Byron Shire Council has joined with Northern Rivers councils and the North Coast Public Health Unit to launch the Tackling Mosquitoes Together campaign and free text message program aimed at reducing the disease risks and nuisance of mosquitoes.
“A whopping 429 cases of Ross River Virus were reported by the Northern NSW Local Health District in 2020 which is the second highest number of cases on record, up from an average of 135 cases a year over the last 30 years.
“Our free SMS text message program, which I strongly urge all residents to join, provides the tips and tools needed to protect ourselves from mosquitoes and the growing risk of mosquito-borne disease,” Council’s Team Leader Environmental Health, Enzo Picerni said.
“We know that cases of Ross River virus disease are most commonly reported in last Summer and early Autumn, so it’s important residents get on board now and know what they can do to protect themselves and the community,” he said.
The most common mosquito-borne diseases in the Northern Rivers are Ross River Virus and Barmah Forrest Virus.

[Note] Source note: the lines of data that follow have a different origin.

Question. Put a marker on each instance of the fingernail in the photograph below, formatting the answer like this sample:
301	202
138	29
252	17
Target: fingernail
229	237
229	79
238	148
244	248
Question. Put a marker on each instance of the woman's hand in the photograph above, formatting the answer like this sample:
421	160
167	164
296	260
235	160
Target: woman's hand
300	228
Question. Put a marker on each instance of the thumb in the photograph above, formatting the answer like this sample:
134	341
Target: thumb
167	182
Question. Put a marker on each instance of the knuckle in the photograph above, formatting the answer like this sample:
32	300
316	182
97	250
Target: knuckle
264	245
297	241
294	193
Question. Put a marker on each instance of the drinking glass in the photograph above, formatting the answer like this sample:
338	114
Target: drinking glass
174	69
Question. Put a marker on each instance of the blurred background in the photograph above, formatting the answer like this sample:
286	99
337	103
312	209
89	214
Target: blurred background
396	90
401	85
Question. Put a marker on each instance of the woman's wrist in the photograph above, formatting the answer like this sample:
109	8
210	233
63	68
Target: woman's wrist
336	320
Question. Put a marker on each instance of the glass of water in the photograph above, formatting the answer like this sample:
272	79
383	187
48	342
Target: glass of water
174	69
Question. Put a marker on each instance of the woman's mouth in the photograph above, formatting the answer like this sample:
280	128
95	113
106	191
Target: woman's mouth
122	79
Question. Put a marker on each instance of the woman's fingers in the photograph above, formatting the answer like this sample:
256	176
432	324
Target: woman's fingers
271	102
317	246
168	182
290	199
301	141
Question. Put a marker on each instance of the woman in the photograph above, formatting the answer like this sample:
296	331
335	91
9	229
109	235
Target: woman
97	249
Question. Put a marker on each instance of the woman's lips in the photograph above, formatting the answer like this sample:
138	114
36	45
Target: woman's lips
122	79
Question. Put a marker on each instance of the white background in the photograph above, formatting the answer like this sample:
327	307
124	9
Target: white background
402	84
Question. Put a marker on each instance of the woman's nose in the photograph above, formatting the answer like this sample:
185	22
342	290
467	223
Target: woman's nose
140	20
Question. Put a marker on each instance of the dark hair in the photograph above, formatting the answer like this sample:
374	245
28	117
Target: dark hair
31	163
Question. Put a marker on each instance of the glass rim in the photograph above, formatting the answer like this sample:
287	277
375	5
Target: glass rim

They are not fatal, but they can cause serious illness and have long-term health impacts.
The new text message program encourages households to take action by reducing backyard mosquito breeding habitats, and through personal protection.
The text messages include videos, images and common mozzie myth busters and will be sent based on seasonal and weather factors, including tides and rain fall events to help remind us to take the actions to reduce risks at the most effective time.
To join up, simply go to the Tackling Mosquitoes Together website and click on the SMS Program sign up: www.tacklingmosquitoestogether.com.au
Tackling Mosquitoes Together has been co-designed with community, councils and other key stakeholders, through a collaborative design process, so that it receives community support and uptake for ongoing behaviour change.
Tackling Mosquitoes Together was proudly funded by the NSW Government in association with Local Government NSW.
“If we all do our bit in our own backyard, we can make a difference and help protect the whole community,” Mr Picerni said.